Redcoat bats quiet in state title game

Redcoat bats quiet in state title game

The No. 2 Berlin Redcoats met up with the top-seeded Daniel Hand Tigers Saturday night to play for the CIAC Class L state baseball championship surrounded by a sea of fans on a warm summer night.

Unfortunately for the Redcoats, they matched up against Hand hurler David Antonetti, who allowed only one hit and two walks en route to a 3-0 Tigers win at Palmer Field in Middletown.

The Berlin lineup was made up of seven right-handed hitters, giving Antonetti a slight advantage. The junior was able to snap the curveball inside on those righties, which was effective from the first to the seventh inning.

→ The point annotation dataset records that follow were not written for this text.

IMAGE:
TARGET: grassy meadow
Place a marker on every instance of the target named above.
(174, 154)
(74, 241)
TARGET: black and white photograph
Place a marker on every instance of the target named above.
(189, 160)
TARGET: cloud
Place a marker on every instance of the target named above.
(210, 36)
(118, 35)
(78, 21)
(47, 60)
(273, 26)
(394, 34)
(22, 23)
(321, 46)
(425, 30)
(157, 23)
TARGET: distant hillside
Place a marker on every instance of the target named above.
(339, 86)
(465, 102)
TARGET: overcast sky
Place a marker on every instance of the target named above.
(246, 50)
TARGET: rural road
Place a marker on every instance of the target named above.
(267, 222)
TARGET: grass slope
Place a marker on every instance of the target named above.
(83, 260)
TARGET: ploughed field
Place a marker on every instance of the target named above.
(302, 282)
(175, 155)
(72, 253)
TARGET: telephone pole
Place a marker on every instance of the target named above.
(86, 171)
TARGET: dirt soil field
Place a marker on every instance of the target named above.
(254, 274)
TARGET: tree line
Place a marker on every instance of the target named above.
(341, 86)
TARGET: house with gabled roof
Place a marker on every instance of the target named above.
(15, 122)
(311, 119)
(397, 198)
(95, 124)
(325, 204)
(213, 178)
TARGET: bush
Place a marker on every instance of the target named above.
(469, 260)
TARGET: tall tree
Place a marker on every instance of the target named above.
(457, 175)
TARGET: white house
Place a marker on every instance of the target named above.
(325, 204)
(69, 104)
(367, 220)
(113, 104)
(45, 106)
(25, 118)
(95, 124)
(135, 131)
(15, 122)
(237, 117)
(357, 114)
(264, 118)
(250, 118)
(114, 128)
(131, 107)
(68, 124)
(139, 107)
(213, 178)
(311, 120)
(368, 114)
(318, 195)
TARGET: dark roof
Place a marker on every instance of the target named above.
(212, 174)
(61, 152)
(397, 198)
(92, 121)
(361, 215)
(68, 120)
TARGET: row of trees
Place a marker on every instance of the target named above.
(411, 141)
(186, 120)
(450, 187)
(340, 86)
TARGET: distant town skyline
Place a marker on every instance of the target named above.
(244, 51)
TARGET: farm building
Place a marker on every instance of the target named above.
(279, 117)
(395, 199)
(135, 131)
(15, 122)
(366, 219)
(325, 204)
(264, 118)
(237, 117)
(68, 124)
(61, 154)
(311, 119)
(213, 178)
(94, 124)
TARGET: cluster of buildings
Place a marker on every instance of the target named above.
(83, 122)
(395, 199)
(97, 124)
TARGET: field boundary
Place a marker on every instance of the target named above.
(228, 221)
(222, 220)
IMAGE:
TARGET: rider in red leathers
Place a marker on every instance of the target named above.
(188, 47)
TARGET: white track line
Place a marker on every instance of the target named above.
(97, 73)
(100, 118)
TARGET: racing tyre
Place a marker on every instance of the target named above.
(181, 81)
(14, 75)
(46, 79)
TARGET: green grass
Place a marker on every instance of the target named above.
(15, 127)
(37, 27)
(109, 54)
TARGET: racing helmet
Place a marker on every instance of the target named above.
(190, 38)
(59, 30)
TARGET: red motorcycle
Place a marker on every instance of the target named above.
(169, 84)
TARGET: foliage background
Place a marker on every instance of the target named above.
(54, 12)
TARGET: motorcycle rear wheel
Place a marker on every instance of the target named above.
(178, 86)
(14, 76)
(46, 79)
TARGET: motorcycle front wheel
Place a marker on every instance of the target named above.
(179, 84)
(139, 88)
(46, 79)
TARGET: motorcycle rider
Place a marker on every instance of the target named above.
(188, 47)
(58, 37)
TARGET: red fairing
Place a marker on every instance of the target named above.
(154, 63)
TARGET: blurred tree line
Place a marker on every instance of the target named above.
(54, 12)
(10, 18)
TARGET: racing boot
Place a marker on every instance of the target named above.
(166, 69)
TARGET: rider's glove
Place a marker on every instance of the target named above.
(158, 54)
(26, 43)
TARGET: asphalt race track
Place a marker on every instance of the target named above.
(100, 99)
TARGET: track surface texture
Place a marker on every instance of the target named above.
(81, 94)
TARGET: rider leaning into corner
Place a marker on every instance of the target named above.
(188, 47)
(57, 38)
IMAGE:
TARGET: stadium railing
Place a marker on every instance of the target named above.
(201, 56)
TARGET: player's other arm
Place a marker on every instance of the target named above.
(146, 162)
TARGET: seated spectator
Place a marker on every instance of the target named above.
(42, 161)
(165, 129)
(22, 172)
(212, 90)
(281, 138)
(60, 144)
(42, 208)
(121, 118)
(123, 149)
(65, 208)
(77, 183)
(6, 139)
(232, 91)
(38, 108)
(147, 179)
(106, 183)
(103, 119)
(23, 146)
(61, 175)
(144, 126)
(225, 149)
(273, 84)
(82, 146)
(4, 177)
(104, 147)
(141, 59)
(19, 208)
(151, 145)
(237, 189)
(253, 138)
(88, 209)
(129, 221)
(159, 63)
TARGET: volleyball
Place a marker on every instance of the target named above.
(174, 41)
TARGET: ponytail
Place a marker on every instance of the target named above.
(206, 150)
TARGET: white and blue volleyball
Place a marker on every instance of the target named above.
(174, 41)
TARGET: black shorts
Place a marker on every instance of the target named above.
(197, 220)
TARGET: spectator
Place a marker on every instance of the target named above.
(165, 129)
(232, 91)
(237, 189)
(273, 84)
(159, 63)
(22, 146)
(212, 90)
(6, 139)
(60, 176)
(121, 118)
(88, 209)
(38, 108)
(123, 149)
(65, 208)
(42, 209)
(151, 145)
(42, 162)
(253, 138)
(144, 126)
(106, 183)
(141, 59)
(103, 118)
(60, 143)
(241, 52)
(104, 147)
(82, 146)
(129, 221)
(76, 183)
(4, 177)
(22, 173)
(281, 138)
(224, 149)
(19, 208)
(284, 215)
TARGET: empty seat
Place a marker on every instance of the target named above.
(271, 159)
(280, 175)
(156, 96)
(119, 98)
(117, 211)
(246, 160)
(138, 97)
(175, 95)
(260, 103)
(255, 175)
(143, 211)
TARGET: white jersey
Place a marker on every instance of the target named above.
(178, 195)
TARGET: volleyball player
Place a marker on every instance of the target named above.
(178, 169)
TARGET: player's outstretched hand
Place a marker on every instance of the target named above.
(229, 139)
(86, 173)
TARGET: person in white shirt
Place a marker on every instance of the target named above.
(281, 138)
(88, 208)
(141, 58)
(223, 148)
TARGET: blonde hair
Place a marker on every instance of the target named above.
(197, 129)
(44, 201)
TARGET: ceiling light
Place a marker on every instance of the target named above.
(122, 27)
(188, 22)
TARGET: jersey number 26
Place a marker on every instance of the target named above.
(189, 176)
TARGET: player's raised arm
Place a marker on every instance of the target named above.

The Redcoats were frozen by that curveball, which found the inside corner for called strikes several times.

There were a few hard-hit balls against Antonetti, but the Hand defense had his back. The Tigers did not commit a single error. 

“You saw (senior center fielder Colin Telford) out here tracking down everything,” Antonetti said. “He saved me like four runs and a ton of hits. The no errors is the biggest thing, and I just have all the faith in the world in them that they’re going to make the play.”

The Redcoats, however, had a couple miscues in the field that cost them.

With the game a scoreless affair, Hand senior third baseman Anthony Depino singled to begin the bottom of the fourth. With one runner on, senior shortstop Jack Pireaux then hit a sharp comebacker that senior pitcher Connor Gileau fielded cleanly. But junior first baseman Kasey Oullette received the toss away from the bag, and all runners were safe.

Gileau hit the next batter, which loaded the bases with no one out. After a sacrifice opened up the scoring, junior second baseman Evan Mastrobattisto hit a line drive into the left-center gap. The shot got by junior center fielder Jamie Palmese, allowing two more runs to score, making it a 3-0 ballgame – the final tally.

Berlin coach Leo Veleas emphasized that pitching and defense is how you win games, but the lack of offense was the Redcoats’ undoing on this day.

“If we get a few hits here and there, who knows,” the veteran coach said. “It is what it is. One hit ain’t gonna get it done, I don’t care who you play for.”

“You can pitch as good as you want, you don’t score any runs, you ain’t gonna win,” said Veleas. “Simple as that.” 

Outside that fateful fourth inning, Gileau allowed only three baserunners. He was rather efficient as well, resulting in him pitching all six defensive innings for the Redcoats.

Gileau did his job, but his counterpart was just too tough. Through the first four innings, Antonetti threw only 38 pitches and retired all but one batter – Palmese, who singled up the middle.

Of the 13 batters Berlin sent to the plate in those four innings, only two saw more than four pitches in a single at-bat. Antonetti’s only two walks came in the final inning, when he had thrown 60-plus pitches.

Antonetti was caught by Chris Engelhart.

“I want to make sure to give Chris credit,” Hand coach Travis Lapointe said. “He’s as much of our pitching staff as our pitchers are, because he calls a great game. They made that adjustment, they found what was available to them, and he just hit the spot all day.”